Рожинский ударил в ладоши. На зов явились юргельты.
— Вода в чане кипит? — спросил он с угрозой в голосе.
— Пар валом валит!
— Сейчас жидов варить будем!
Рожинский махнул рукой. Юргельты вышли.
— Ну закончили свою сказку?
— Сказке только начало, ясновельможный князь! Королю не одолеть Московию. Каждый московит против короля встанет.

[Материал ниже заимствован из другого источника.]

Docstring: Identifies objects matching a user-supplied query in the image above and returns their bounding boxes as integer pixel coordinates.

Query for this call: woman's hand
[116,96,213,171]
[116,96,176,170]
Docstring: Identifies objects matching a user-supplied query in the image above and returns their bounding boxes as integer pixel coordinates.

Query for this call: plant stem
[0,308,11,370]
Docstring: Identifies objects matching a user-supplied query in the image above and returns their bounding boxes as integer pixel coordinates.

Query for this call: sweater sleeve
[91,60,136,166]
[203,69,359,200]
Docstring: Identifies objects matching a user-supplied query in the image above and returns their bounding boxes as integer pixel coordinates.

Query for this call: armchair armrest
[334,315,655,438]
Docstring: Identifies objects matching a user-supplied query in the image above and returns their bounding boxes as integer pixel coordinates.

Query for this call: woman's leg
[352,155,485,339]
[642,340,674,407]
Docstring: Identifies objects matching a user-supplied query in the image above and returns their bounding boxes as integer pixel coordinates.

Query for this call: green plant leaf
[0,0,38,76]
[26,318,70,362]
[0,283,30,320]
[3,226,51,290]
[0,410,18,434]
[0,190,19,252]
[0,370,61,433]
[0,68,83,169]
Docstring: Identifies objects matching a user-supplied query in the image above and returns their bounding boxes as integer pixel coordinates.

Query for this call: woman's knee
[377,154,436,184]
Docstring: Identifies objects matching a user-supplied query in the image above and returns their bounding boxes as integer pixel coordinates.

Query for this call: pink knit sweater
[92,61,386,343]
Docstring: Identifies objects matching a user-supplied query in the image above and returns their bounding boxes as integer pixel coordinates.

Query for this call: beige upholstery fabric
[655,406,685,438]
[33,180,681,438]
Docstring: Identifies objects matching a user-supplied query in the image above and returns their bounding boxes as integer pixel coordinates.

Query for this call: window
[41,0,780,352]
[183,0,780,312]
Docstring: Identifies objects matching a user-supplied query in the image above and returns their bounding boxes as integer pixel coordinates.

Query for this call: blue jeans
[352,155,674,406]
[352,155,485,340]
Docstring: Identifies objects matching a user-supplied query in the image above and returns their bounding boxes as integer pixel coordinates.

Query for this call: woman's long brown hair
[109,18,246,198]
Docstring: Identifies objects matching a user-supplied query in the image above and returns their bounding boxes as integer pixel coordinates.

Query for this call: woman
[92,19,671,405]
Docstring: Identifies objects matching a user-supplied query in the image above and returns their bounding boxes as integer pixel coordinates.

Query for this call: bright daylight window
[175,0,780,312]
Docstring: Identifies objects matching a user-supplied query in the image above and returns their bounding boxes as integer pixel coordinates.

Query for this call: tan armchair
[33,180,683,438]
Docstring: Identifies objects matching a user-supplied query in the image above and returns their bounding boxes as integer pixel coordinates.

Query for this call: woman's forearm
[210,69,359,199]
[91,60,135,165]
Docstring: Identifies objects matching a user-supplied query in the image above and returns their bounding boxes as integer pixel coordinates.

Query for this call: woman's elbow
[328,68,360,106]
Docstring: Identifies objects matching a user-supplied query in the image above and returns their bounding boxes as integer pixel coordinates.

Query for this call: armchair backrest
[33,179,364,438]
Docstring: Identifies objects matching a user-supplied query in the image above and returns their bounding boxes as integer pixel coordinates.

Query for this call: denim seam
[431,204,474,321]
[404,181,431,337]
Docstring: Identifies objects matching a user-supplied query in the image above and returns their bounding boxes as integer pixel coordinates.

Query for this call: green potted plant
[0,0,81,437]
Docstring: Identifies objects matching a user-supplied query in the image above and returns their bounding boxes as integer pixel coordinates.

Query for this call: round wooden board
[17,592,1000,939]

— А меня в объятия возьмут?
— И против, вашей милости, поднимутся, а против своего царя Дмитрия не встанут. Еще и за ним пойдут ему трон добывать. Вам, ясновельможный пан, поддержать бы царя Дмитрия!
— Скажи на милость, почему я тебя, жидовин, слушаю. Сам удивляюсь почему ты еще не варишься в чане? Был бы жив царь Дмитрий, ныне Московия и Речь Посполитая стояли бы под одной короной.
— Ваша милость тому содействовали, а царь Дмитрий вовсе не был царским сыном.
Рожинский поднялся с кресла, обошел гостей, оглядывая их, как бы любуясь ими.
— Откуда вы взялись? Какая вам ворона на хвосте принесла, что Дмитрий не был царским сыном?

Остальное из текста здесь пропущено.